Among the 906 participants, 76 percent were categorized as overweight and 41 percent as obese. But despite the fact that women in the higher body mass index categories had numerous risk factors for coronary artery disease, there was no difference in the presence or severity of disease based on angiograms.

Seventy percent of all participants had low physical activity levels, reflected in low DASI and PEPI-Q scores, and the researchers found significant associations between these values and the existence of obstructive coronary artery disease. Also, although excessive body weight did not correlate directly with increased risk for later adverse events, low activity scores did.

In fact, activity level scores were found to be significant independent predictors of both adverse events and major adverse events. When analyzed by categories of weight and activity, women who were at least moderately active had significantly greater event-free survival than women with low activity scores, no matter which weight category they were in.

“Because physical fitness has beneficial effects on many factors related to cardiovascular risk - including obesity - increased activity appears to be an ideal therapy for women with coronary heart disease. The American Heart Association’s prevention guidelines recommend that women accumulate at least 30 minutes of moderate-intensity physical activity on most or all days of the week. Physical fitness assessment and intervention should be included in the management of all women at risk for heart disease,” said. Bairey Merz.

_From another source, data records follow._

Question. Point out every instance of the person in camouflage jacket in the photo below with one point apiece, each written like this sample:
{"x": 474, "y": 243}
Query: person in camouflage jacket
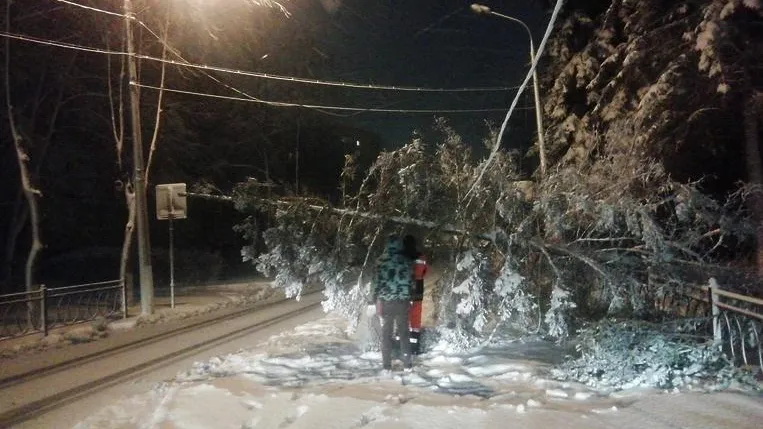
{"x": 392, "y": 293}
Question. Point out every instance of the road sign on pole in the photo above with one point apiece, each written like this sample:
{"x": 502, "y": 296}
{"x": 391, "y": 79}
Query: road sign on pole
{"x": 171, "y": 204}
{"x": 171, "y": 201}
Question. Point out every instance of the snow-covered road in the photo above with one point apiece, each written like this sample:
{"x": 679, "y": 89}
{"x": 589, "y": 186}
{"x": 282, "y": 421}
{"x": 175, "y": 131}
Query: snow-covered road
{"x": 316, "y": 377}
{"x": 74, "y": 408}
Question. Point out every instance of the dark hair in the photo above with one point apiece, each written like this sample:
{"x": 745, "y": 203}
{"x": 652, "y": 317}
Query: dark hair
{"x": 409, "y": 247}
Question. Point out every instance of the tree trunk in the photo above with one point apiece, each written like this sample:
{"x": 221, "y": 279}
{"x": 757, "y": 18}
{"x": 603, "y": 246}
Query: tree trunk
{"x": 127, "y": 244}
{"x": 15, "y": 227}
{"x": 30, "y": 194}
{"x": 755, "y": 171}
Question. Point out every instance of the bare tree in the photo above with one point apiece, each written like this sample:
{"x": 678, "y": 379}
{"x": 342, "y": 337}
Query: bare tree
{"x": 30, "y": 193}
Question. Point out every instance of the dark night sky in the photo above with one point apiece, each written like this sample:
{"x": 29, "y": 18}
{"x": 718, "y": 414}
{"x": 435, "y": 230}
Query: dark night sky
{"x": 434, "y": 44}
{"x": 424, "y": 43}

“Despite the fact that excess body weight is associated with numerous risk factors including hypertension, diabetes and metabolic syndrome, we found the body mass index to be a poor predictor of both baseline angiographic coronary artery disease as well as prospective risk of adverse events,” Bairey Merz said. “Our findings suggest that self-reported level of physical activity and functional capacity are more important than weight status or body type for determining cardiovascular risk in women.”